Vice President Mark DiCristofaro is running for president on the Team Union slate, which includes his current assistant running for treasurer and two Residence Hall Association representatives for vice president and secretary.
In his campaign pledge on the BU Votes website, DiCristofaro, who is in charge of leading Union meetings as vice president, claims responsibility for “revamping the Student Union into an effective and powerful student government” and says it is time to “further build our team.”
School of Management junior Sunil Murti, however, said he is running for president because he wants to turn the Union “back into an effective student advocacy organization that will demand changes,” according to his campaign statement. Murti is running on the “Sunil Murti for Change” slate along with College of Engineering junior Thomas Lemmo for vice president, College of Arts and Sciences sophomore MaryAnne Dutcher for secretary and CAS junior Johnny Pujol for treasurer.
Murti says students “want women to feel safe reporting sexual assault and not to worry about being disciplined for substance abuse” in his statement.
CAS sophomore Paul Busco, a former Daily Free Press columnist, is running for president on the “Last Action Heroes” slate, which includes College of Communication sophomore Kyle Gabriel for vice president. In their campaign statement, they call for a stronger focus on action, instead of focusing on legislative issues within the Union, which this year’s Executive Board has been criticized for doing.
Adil Yunis, president of the CAS Forum Class of 2008, is running an independent campaign for Union president. Adil says he will work to increase the connectedness between students and Union representatives in his campaign pledge.
CAS sophomore Katie Geiss, who calls herself an “average BU student” in her campaign pledge, is running independently for vice president.
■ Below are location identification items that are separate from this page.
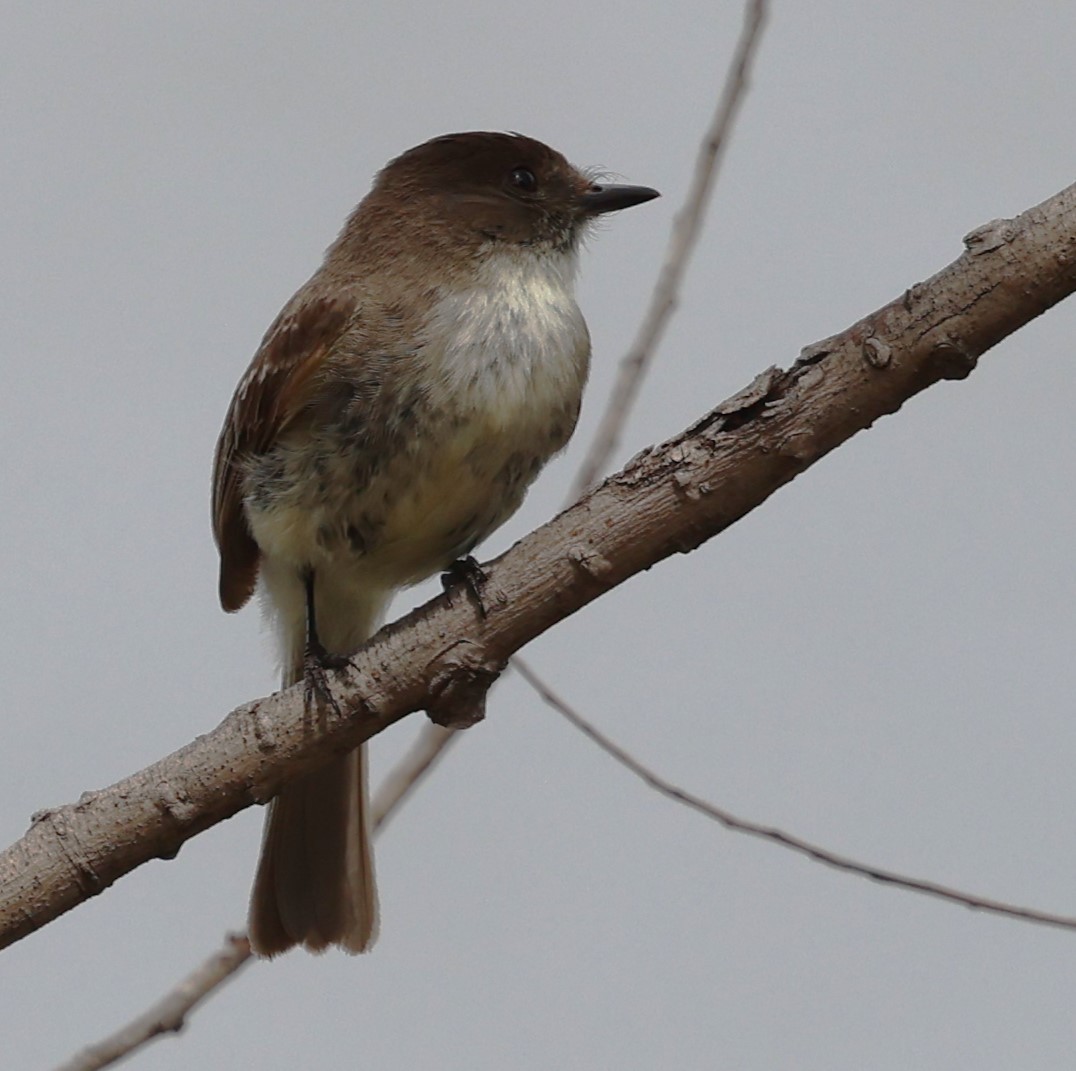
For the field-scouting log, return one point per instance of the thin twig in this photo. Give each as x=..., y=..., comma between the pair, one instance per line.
x=168, y=1015
x=812, y=851
x=636, y=362
x=428, y=747
x=685, y=230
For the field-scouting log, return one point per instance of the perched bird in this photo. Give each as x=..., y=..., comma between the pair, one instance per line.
x=393, y=417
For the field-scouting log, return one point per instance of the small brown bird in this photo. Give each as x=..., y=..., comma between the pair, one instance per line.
x=394, y=416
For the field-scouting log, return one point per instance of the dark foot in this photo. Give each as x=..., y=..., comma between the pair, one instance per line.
x=466, y=573
x=316, y=664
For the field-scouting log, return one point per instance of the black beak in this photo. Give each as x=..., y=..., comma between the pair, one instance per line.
x=599, y=198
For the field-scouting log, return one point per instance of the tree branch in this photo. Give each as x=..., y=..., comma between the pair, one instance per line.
x=669, y=498
x=687, y=227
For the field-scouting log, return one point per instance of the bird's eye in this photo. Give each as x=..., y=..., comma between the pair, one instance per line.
x=523, y=178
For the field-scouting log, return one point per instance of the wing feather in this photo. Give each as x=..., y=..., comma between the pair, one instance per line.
x=269, y=396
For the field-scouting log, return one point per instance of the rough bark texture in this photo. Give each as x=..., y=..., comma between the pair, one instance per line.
x=668, y=498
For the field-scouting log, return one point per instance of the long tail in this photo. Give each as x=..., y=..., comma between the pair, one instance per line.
x=314, y=884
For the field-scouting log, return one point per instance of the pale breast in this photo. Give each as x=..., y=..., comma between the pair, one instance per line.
x=500, y=367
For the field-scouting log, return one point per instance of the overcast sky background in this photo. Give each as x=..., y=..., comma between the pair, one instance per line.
x=880, y=659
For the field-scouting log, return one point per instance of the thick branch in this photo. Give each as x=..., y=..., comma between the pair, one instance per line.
x=669, y=498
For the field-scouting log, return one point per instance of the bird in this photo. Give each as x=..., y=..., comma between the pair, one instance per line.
x=394, y=416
SMG sophomore Hersh Parekh is running independently for treasurer, a position that many students are pushing to have a voting seat on the Allocations Board next semester.
The Team Union slate includes West Campus RHA representative John Grant for vice president, DiCristofaro’s assistant Josh Levine for treasurer and 10 Buick St. RHA representative Elena Quattrone for secretary.
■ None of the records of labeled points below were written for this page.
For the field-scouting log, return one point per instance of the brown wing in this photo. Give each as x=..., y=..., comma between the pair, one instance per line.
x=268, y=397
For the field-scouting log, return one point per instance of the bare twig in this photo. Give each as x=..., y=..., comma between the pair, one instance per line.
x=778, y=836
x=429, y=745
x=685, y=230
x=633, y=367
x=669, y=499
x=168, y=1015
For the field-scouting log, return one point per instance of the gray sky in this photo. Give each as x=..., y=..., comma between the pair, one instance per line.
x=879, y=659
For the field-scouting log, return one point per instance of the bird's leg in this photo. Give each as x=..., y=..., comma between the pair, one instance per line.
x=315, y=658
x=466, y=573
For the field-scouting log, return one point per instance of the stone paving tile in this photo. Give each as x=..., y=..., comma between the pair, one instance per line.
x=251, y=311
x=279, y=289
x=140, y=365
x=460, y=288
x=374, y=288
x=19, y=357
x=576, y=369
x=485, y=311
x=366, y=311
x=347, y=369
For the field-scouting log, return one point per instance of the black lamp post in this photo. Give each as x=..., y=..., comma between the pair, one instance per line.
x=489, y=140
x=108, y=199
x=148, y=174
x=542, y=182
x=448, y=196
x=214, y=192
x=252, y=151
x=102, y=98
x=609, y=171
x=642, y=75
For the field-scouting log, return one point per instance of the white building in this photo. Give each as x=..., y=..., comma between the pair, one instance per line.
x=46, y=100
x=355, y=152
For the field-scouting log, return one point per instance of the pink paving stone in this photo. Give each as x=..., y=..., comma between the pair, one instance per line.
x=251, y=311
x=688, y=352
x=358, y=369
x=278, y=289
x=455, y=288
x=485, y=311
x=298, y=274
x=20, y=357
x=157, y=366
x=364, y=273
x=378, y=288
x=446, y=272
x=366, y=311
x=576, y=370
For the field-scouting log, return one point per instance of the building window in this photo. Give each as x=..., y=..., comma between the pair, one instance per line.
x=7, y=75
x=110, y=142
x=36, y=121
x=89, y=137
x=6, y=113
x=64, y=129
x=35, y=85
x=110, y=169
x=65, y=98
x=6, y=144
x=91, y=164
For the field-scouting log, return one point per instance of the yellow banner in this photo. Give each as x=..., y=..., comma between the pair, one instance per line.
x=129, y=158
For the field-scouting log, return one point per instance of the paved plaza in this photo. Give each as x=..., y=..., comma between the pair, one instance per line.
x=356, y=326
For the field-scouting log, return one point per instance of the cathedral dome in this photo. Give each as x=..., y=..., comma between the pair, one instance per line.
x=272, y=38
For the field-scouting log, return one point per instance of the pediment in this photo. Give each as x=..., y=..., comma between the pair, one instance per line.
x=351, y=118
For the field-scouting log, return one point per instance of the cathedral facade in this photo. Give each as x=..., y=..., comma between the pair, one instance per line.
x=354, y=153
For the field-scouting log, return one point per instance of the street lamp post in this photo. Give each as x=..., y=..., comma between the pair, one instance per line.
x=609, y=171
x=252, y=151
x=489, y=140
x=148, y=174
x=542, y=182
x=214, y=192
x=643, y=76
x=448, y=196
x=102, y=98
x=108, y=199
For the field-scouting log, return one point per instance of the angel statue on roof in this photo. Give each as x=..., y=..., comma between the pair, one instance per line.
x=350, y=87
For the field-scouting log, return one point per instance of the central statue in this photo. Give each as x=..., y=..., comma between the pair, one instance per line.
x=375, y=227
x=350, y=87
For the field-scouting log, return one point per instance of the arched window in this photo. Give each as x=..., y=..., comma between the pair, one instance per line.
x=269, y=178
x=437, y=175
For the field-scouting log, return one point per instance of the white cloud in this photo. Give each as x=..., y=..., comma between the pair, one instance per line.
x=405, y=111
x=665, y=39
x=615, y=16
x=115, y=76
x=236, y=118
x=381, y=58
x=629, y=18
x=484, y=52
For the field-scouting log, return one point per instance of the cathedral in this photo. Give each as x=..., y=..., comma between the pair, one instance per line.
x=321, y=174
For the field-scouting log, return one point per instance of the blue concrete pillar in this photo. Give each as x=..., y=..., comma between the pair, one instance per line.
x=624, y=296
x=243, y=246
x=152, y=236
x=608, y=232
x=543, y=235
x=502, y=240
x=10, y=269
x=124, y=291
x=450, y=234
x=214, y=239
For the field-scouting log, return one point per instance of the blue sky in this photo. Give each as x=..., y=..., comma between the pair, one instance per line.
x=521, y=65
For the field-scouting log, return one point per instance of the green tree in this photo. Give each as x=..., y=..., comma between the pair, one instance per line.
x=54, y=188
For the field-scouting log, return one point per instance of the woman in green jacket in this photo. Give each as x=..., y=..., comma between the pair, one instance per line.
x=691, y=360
Campaigning was originally supposed to begin today but was postponed to midnight because the Judicial Affairs Office had not completed reviewing candidates’ judicial standing.
With such a larger number of candidates than last year, Elections Commission Chairman Drew Phillips said he does not want election rhetoric to focus on whether candidates have had past experience in the Union.
“People from within and outside may have the same opinion on the issue. It’s just how they’re going to be able to attack the issue,” he said. “It doesn’t frustrate me, but sometimes I wonder why non-Union and Union made such an issue. . . . You just have to have a passion and idea for it.”
Though nine of the candidates are running joint campaigns on slates, each candidate must be elected individually. Slates are only used as a “campaign tool,” Phillips said.
“I think that slates provide an advantage in terms of pure distribution on campus,” he said. “By nature, it gives that campaign more visibility because they have more space and more flyers and other materials. But, at the same time, there are so few individuals running, they can say, ‘I’m the one not on the slate.'”
The election will begin April 17.
Candidates are not allowed to talk to the press until they begin campaigning tomorrow, according to Elections Commission regulations.